I haven't read the book, but if this review is any indication, the argument is circular logic. The reviewer assumes the translator is choosing one "part" of the meaning over another, and giving the reader the part the translator thinks is the "main" one. This may be what the paraphrasers are intending, but it is not what the translators are doing.
I wonder if Dr. Ryken were to translate Shakespeare from English into Spanish. Would he take it word for word -- let's see, "to" "be" "or" "not" "to" "be" -- or would he render a Spanish phrase as close as possible to the meaning of the English PHRASE "TO BE OR NOT TO BE" ? If he did the first, he'd just be a simpleton, and prevent his Spanish readers from understanding Shakespeare.

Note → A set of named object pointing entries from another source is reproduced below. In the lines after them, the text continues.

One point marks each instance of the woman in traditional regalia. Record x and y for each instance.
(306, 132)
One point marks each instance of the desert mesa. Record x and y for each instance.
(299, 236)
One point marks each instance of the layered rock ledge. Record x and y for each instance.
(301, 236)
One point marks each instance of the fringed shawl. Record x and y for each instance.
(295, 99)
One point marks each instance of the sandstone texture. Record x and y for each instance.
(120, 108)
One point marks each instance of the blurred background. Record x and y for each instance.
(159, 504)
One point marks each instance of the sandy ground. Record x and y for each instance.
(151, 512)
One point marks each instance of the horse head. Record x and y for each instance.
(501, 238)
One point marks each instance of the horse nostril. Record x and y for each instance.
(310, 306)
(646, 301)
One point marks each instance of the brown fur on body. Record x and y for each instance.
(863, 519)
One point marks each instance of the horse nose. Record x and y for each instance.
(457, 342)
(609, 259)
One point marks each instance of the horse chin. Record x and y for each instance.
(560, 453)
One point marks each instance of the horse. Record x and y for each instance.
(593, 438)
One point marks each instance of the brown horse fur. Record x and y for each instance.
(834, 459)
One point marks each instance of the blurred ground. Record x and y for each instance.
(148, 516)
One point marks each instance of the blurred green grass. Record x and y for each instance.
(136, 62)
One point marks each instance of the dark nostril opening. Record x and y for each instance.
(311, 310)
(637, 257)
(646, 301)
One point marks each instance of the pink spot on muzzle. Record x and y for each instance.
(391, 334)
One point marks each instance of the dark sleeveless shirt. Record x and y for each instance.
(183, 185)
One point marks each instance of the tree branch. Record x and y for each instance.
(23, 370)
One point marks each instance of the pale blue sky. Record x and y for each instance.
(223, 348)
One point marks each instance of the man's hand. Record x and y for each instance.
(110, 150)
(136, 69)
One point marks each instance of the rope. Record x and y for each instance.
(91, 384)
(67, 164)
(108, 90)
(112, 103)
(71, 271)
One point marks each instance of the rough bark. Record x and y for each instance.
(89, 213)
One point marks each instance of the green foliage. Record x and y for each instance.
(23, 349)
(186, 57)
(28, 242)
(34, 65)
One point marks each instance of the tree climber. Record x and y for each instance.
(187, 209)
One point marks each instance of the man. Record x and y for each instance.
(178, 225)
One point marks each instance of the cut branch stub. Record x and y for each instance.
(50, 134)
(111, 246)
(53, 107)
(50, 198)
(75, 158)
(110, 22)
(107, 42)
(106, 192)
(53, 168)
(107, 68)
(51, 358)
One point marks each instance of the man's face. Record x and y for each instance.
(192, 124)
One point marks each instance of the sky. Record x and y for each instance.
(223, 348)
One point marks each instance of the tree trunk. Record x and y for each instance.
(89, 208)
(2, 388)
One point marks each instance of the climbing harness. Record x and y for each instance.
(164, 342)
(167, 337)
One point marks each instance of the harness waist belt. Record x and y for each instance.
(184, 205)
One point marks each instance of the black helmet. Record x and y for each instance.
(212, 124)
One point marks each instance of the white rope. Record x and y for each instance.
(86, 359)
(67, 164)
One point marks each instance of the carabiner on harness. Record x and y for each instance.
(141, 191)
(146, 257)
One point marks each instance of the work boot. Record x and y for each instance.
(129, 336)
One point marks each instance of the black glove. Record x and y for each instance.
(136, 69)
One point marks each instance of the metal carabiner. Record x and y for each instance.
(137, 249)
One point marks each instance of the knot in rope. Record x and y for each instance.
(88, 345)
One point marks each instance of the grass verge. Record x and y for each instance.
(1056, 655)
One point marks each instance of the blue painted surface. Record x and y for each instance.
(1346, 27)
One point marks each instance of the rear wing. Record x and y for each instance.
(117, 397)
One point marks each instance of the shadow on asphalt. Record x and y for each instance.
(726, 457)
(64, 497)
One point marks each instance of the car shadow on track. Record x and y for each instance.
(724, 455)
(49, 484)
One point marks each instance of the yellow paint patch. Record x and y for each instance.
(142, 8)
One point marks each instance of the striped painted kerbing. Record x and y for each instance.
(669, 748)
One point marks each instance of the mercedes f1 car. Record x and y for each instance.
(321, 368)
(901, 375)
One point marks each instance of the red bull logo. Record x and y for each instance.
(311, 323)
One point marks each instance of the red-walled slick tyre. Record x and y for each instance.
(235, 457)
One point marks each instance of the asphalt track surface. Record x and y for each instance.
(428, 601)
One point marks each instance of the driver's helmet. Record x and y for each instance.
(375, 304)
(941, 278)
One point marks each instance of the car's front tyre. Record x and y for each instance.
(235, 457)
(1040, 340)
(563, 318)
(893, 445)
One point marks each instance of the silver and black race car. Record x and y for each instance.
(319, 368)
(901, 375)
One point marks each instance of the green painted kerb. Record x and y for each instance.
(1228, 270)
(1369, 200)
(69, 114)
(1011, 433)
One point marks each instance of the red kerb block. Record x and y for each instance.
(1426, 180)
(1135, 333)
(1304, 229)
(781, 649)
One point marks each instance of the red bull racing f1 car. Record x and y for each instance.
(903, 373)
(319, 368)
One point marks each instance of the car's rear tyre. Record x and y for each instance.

Only the second produces a Spanish version of what Shakespeare said.
This reminds me of those translations (good ones, like the NASV) which render Hebrew and Aramaic idiomatic expressions word for word -- Jesus, to his mother: "woman, what to you and to me?" Then, in a footnote, explain to the English reader what the idiomatic expression MEANT. So the translation is in the footnote -- the word for word rendering is meaningless to the reader. If a rendering is meaningless to the reader, it is not a translation.
Language doesn't function word-for-word. None of us speak, write, listen, or understand that way. It functions by building words together into a meaning.
A searchable version is available at BibleGateway.com.
Dan
Biblical Christianity web site
Nor is it a translation if an ambigous source is rendered unambiguously, nor if a "rough" original is "smoothed out" excessively (by tossing overboard conjunctions the translators "feel" make for rough English, for example).
This, I would take it, is the author's point.
I think I advocate "dynamic equivalence", but I also can't stand those translators who want to do my work for me. (And I think paraphrasing is an abomination, but that's a separate issue.) If David said "those who urinate on a wall" then the translator SHOULD NOT render it "men".
This is not the same as a translator, for example, rendering the Hebrew word traditionally translated "redeeming" with the English "buying back". There's nothing sacred about the English word "redeem" -- there is something sacred about the Hebrew word behind it.
And I think the whole inclusive language debate is beyond discussion for Christians. The pronoun "he" cannot be understood by anybody with a neuron as really meaning "she".